If excessive consumerism goes down in history as a disease, you can bet our habit of getting rid of computers we've had for only two years or so will be considered a fairly vile symptom. All around the world landfills are overflowing with fully functional computers we've prematurely trashed. There's even an anti-environmental, underground economy of e-waste that sends our junked computers to the third world for disposal. Thankfully all of this is avoidable. Here's how to give your device a long life—and an Earth-friendly afterlife.
One of the main reasons people replace their PCs is they feel they are too slow to be useful. Many believe their machines lose speed as a matter of course as they age. There's some truth to this, but usually it's not the physical apparatus that's at fault; the problem is the software. This is particularly true of Microsoft products, which are vulnerable to a variety of spyware and viruses that can seriously bog down a system.
The best thing you can do to give new life to a sluggish computer is to dig out your old operating system and utility discs, and do a complete reinstall. If you haven't done this for years, you'll be amazed at how much faster your machine becomes. Sure, your ten-year-old Dell might not keep pace with your new dual-core Macbook Pro, but it'll still be running much better.
New Operating System
Not impressed with the improved swiftness of your system after a reinstall? The reason may be that old PCs usually come with outdated versions of Windows that run better on old hardware than new, and these old versions often lack support for up-to-date security software such as firewalls and anti-virus programs.
For this reason, it may make sense to give an old thinking machine new life using Ubuntu. This operating system is up to date, uses significantly fewer resources than other modern operating systems, and runs on most older machines. Best of all, it's a free download away. Or you can order a physical CD by mail.
Cheap Hardware Fix
Failing all software solutions, some inexpensive hardware upgrades can usually pep up an aging computer. RAM (Random-Access Memory), for example. RAM is a lot like a human’s short-term memory: it keeps track of everything the computer is doing at the present moment. When a computer runs out of RAM, it often uses some of the hard drive capacity as a supplement—but hard drives aren’t nearly as fast. This is why not having enough RAM can put a significant drag on your system. Happily, more RAM is cheap: 1 gig usually costs less than $30, and adding just that much or more can make a huge difference.
Uses for Old Computers
Once you've revived your machine, figuring out what to do with it is limited only by your imagination. First, you might continue to use it as you were, so you won’t have to replace it. This is good for your wallet and the environment. Barring that, you can employ it in any number of ways:
- Offline Word Processor - Find your attention diverted by email, instant messaging and readily available information online?

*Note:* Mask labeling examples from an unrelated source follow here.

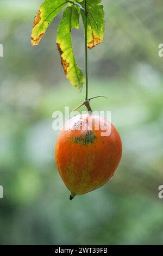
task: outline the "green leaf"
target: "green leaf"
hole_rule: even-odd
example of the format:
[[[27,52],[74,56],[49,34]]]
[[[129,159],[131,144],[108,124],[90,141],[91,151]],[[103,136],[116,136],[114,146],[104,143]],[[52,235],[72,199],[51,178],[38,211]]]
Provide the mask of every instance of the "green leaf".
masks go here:
[[[50,23],[67,4],[66,0],[45,0],[35,17],[31,42],[38,45]]]
[[[61,64],[67,79],[79,90],[85,82],[83,73],[77,63],[72,45],[71,30],[79,29],[80,11],[78,7],[67,7],[59,25],[57,44],[61,59]]]
[[[103,40],[104,33],[104,13],[103,6],[99,5],[102,0],[87,0],[87,9],[90,11],[87,19],[87,47],[92,49]],[[82,3],[84,8],[84,2]],[[82,18],[85,24],[85,14],[82,11]],[[93,17],[92,17],[92,16]],[[95,21],[96,22],[95,22]]]

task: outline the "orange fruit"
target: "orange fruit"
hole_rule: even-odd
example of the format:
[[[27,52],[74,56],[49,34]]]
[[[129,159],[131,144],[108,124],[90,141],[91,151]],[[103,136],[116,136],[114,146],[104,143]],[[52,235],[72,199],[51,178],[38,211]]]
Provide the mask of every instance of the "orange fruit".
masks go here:
[[[105,118],[86,114],[69,120],[58,135],[55,160],[71,192],[70,199],[108,181],[118,167],[122,151],[117,131]]]

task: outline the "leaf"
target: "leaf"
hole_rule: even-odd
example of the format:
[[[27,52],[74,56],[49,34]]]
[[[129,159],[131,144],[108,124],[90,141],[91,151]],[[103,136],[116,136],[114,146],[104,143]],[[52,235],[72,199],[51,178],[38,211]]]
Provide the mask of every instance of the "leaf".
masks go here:
[[[39,45],[50,23],[66,4],[66,0],[45,0],[34,19],[31,37],[33,46]]]
[[[101,43],[104,33],[104,13],[103,6],[99,5],[102,0],[87,0],[87,9],[90,11],[87,16],[87,47],[89,49]],[[82,3],[84,8],[84,2]],[[82,11],[82,18],[85,24],[85,14]],[[95,21],[96,22],[95,22]]]
[[[85,79],[74,57],[71,33],[72,28],[79,29],[79,15],[78,7],[74,5],[65,10],[57,32],[57,44],[66,77],[72,85],[81,90]]]

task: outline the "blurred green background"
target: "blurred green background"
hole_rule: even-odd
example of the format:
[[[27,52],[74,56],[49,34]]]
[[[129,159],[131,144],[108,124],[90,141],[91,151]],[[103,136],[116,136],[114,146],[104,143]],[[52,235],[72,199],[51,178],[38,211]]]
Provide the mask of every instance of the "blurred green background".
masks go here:
[[[102,2],[105,39],[89,52],[89,95],[108,96],[91,106],[111,111],[123,157],[110,182],[70,202],[55,163],[52,113],[77,106],[85,88],[79,94],[61,66],[55,36],[61,14],[32,47],[42,1],[1,0],[0,244],[163,243],[162,0]],[[84,67],[82,24],[73,34]]]

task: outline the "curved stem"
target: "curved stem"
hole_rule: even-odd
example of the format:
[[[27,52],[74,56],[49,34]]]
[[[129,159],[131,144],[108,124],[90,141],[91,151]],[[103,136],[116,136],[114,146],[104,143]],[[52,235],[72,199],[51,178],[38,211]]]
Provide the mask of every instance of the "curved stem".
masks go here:
[[[87,75],[87,11],[86,0],[85,0],[85,77],[86,77],[86,94],[85,101],[88,98],[88,75]]]

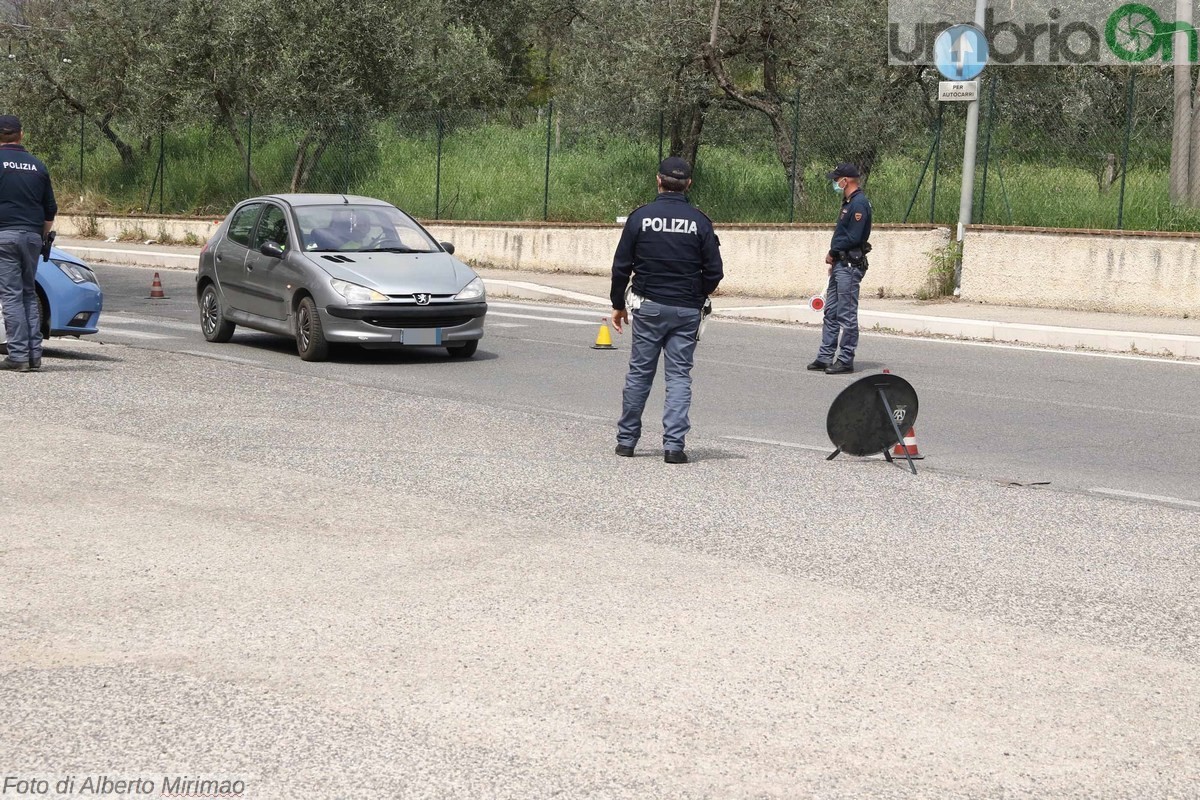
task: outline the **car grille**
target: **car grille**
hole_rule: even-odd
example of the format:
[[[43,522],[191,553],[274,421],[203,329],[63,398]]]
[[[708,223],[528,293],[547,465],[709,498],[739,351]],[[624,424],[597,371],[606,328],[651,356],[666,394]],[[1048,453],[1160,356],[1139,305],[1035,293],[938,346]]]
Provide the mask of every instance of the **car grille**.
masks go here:
[[[409,319],[379,319],[376,317],[367,317],[362,321],[368,325],[378,325],[379,327],[457,327],[458,325],[466,325],[472,318],[469,315],[463,317],[462,314],[445,317],[412,317]]]

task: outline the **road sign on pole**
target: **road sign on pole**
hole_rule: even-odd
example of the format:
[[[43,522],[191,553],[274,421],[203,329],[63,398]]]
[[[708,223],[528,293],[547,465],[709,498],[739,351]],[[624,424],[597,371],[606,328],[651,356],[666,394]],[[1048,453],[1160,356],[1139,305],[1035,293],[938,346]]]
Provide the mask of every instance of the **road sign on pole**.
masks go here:
[[[954,25],[948,28],[934,41],[934,60],[937,71],[947,80],[966,82],[979,77],[988,66],[988,37],[984,25],[988,22],[988,0],[976,0],[973,25]],[[955,241],[959,245],[959,259],[954,265],[954,294],[962,287],[962,233],[971,224],[971,206],[974,205],[974,160],[979,143],[979,94],[967,103],[967,130],[962,142],[962,193],[959,197],[959,228]]]
[[[976,101],[979,100],[978,80],[942,80],[937,84],[940,101]]]

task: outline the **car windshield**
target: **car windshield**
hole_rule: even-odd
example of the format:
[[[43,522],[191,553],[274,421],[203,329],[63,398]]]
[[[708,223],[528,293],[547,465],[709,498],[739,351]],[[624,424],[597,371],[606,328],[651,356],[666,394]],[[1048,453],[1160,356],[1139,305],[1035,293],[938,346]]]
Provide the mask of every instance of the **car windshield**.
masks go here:
[[[433,253],[438,246],[403,211],[390,205],[296,206],[300,236],[308,252]]]

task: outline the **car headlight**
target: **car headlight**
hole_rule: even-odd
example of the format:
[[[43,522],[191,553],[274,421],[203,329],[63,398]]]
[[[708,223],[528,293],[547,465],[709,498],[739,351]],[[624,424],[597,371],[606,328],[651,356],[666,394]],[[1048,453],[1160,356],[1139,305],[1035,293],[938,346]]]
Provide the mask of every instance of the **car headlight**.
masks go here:
[[[67,276],[76,283],[95,283],[100,285],[100,281],[96,279],[96,273],[89,270],[86,266],[76,264],[74,261],[60,261],[52,259],[54,266],[62,270],[62,275]]]
[[[388,300],[388,295],[349,281],[330,281],[329,283],[334,287],[334,291],[346,297],[346,302],[385,302]]]
[[[454,296],[455,300],[482,300],[484,278],[475,278],[462,288],[462,291]]]

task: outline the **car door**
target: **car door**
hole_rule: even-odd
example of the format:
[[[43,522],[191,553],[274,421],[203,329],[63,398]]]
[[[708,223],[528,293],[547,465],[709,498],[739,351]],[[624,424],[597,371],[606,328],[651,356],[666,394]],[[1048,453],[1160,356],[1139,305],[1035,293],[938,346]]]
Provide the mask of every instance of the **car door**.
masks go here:
[[[289,289],[299,278],[296,269],[288,264],[295,241],[287,210],[282,205],[268,203],[258,218],[250,253],[246,255],[246,311],[269,319],[287,319]],[[264,255],[260,248],[266,242],[282,247],[284,257]]]
[[[246,257],[254,224],[263,211],[262,203],[247,203],[234,210],[229,217],[226,235],[217,242],[212,255],[226,306],[236,311],[250,311],[250,294],[246,285]]]

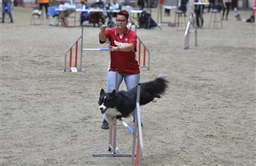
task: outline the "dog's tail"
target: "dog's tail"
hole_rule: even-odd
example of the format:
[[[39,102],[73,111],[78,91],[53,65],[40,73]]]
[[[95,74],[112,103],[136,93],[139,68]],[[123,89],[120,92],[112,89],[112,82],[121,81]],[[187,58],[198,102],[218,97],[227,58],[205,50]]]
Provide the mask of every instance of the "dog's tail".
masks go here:
[[[145,105],[154,98],[161,98],[168,87],[167,76],[160,74],[154,81],[143,83],[140,89],[140,105]]]

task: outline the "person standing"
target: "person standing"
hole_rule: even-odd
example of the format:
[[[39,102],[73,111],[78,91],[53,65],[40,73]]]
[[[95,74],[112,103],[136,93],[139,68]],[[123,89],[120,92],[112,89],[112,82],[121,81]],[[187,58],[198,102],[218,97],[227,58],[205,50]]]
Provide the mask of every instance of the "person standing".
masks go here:
[[[195,0],[194,2],[199,2],[199,0]],[[198,28],[203,28],[203,5],[194,5],[194,10],[196,14],[196,25]]]
[[[230,8],[231,4],[232,4],[232,0],[223,0],[223,13],[222,13],[222,20],[224,20],[226,10],[227,10],[227,13],[226,14],[226,20],[228,20],[228,12],[229,12],[229,10]]]
[[[13,18],[12,14],[12,0],[2,0],[2,23],[4,23],[4,17],[6,15],[6,12],[9,14],[10,22],[13,23]]]
[[[107,72],[107,92],[116,89],[116,69],[118,69],[118,87],[125,81],[127,90],[138,85],[140,81],[140,70],[136,59],[137,46],[136,33],[127,28],[129,23],[129,13],[121,10],[116,15],[116,27],[106,30],[106,25],[100,23],[100,43],[103,44],[107,39],[110,41],[110,62]],[[133,112],[134,122],[135,112]],[[109,129],[109,124],[104,114],[102,129]]]
[[[39,4],[39,10],[43,10],[43,6],[46,10],[46,16],[48,18],[47,12],[48,12],[48,7],[49,6],[49,0],[38,0],[38,3]]]
[[[215,0],[209,0],[209,6],[208,6],[208,12],[210,12],[210,8],[214,8],[215,6]]]
[[[247,23],[254,23],[255,21],[255,11],[256,11],[256,0],[254,0],[254,5],[252,13],[250,14],[250,18],[246,20]]]

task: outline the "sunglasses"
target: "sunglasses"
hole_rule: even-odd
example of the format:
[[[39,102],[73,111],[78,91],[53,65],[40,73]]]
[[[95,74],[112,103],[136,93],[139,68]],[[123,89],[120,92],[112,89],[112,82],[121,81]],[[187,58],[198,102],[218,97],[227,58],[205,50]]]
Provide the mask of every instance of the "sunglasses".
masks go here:
[[[127,20],[126,19],[116,19],[116,21],[118,23],[125,23]]]

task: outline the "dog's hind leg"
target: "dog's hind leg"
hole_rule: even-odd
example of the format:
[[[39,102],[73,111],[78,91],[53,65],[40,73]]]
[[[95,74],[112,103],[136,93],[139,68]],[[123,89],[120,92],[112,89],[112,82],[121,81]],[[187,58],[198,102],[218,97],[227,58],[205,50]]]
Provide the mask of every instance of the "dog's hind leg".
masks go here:
[[[116,127],[116,117],[112,117],[110,115],[107,114],[106,121],[109,125]]]

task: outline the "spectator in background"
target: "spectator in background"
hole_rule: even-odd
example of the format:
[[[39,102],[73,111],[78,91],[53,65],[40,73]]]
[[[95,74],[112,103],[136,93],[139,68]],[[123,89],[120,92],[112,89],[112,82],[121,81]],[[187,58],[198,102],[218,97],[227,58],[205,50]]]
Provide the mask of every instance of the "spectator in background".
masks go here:
[[[253,8],[252,14],[250,14],[250,18],[246,20],[247,23],[254,23],[255,21],[255,11],[256,11],[256,0],[254,0],[254,5]]]
[[[87,0],[80,0],[82,5],[86,5]]]
[[[49,7],[49,0],[38,0],[38,3],[39,3],[39,10],[43,10],[43,6],[46,10],[46,18],[48,19],[47,12],[48,12],[48,7]]]
[[[2,0],[2,23],[4,23],[4,17],[6,12],[10,16],[10,23],[13,23],[12,14],[12,0]]]
[[[188,3],[188,0],[181,0],[181,6],[185,6],[186,9],[188,9],[187,4]],[[184,17],[187,17],[186,13],[184,13]]]
[[[138,10],[143,10],[145,6],[145,0],[138,1]]]
[[[222,13],[222,20],[224,20],[226,10],[227,10],[227,13],[226,14],[226,20],[228,20],[228,12],[229,12],[229,10],[230,8],[231,4],[232,4],[232,0],[223,0],[223,13]]]
[[[210,8],[214,8],[215,6],[215,0],[209,0],[209,6],[208,6],[208,12],[210,12]]]
[[[91,6],[93,8],[100,8],[103,9],[105,5],[102,0],[97,0],[97,1],[93,3]]]

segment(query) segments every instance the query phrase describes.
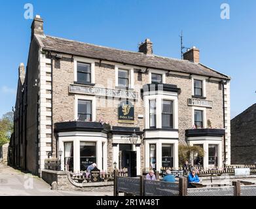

Working while not connected to the Internet can be the perfect prescription for distraction-free writing.
- Media Center - Hook up your old digital friend to the Internet, put it in your living room, install Boxee and you've got a media center capable of streaming from Hulu, CBS, Comedy Central and more―all on demand, all free, all with the same interface. It works beautifully and can replace cable entirely.
- Educational Tool for Kids - Give your resuscitated machine to a child without a computer. Ubuntu offers an educational version, Edubuntu, which comes with a variety of learning games and tools for kids.
- Sell It - Try offering it for sale on Craigslist or eBay and let someone else put it to use.
Or you can just give it away to a school, youth center, retirement home et al. If you don’t know of any, fill out a Recycles.org form and they’ll match you with one. If there's demand for your old computing machine, refurbished or not, the site will connect you with a local organization interested in using the device. Your donation might even be tax deductible.
If you’ve tried everything, only to realize that your PC is simply broken, it may be time to recycle it. Responsible recycling centers for computers exist across the country. The Environmental Protection Agency website is a good resource for finding a center in your area. Be sure to ask the organization about its environmental and export policies to confirm that it is as committed as you are to protecting the ecology.
You may have to give some thought as to what specifically you will do with an old, slow computer. But, at least you now have several viable options that beat putting it out to pasture—where “pasture” means feeding it to a local landfill or allowing it to pollute the air and water halfway around the world.